Demanding Dignity at Work: A Book Talk with Steven Greenhouse
Helping build economic opportunity for the American working class also means understanding the roots of the challenges they are facing. For labor reporter and former New York Times Journalist Steven Greenhouse the cause of many of the headwinds facing the middle class is a decline in worker power, and a reinvigorated labor movement should be part of any solution.
Greenhouse discussed his view, laid out in more length in his new book Beaten Down, Worked Up – The Past, Present, and Future of American Labor, at the Aspen Institute this week. The book looks at past labor organizing and the lessons it has for today.
“Worker power in America has fallen to a dismal low, I submit to its lowest since WWII and probably since the Great Depression,” Greenhouse argued. And consequently, “Americans feel the system is deeply rigged” even if they can’t precisely perceive the causes.
Greenhouse noted that wages for workers are roughly equivalent to where they were in 1973 after adjusting for inflation. Further, he argued that worker pay has failed to keep pace with productivity growth while CEO pay has increased 940% since 1978 according to one study.
Greenhouse noted the disparity between workers who expressed approval of unions or interest in joining a union and the actual low rates of unionization in the U.S. “In no other industrial nation do corporations fight as hard to beat back labor unions,” he argues.
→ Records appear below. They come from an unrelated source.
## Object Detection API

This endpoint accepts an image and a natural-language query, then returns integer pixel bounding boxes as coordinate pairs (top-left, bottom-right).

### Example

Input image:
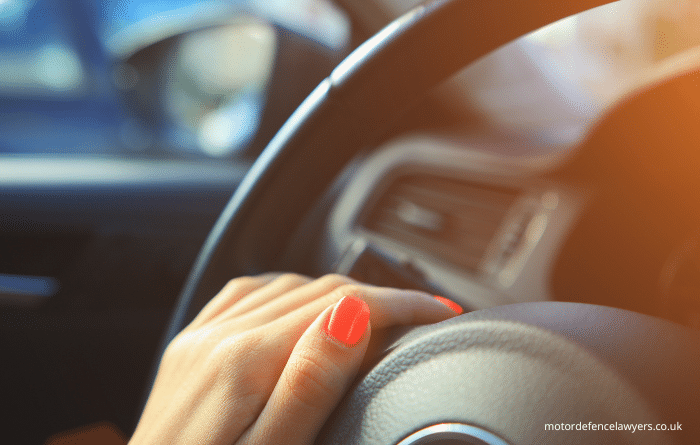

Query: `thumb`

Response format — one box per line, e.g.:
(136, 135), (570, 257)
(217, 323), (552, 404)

(244, 295), (371, 445)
He argues for giving labor unions more opportunity to communicate with workers during unionization drives, finding ways to catalyze industrywide or sectoral bargaining to concentrate worker power, and reforming campaign finance laws to stop incentivizing politicians to prioritize business owners over the needs of labor. “Every American who cares about a fairer economy needs to focus far more on fixing our broken campaign finance system,” Greenhouse noted.
While acknowledging challenges, Greenhouse also sees recent signs for optimism including teacher strikes in Oklahoma and West Virginia and a renewed focus on unionization among presidential candidates.
Spotlight will continue to track issues around workers’ right in the presidential campaign and other policy debates in the months ahead.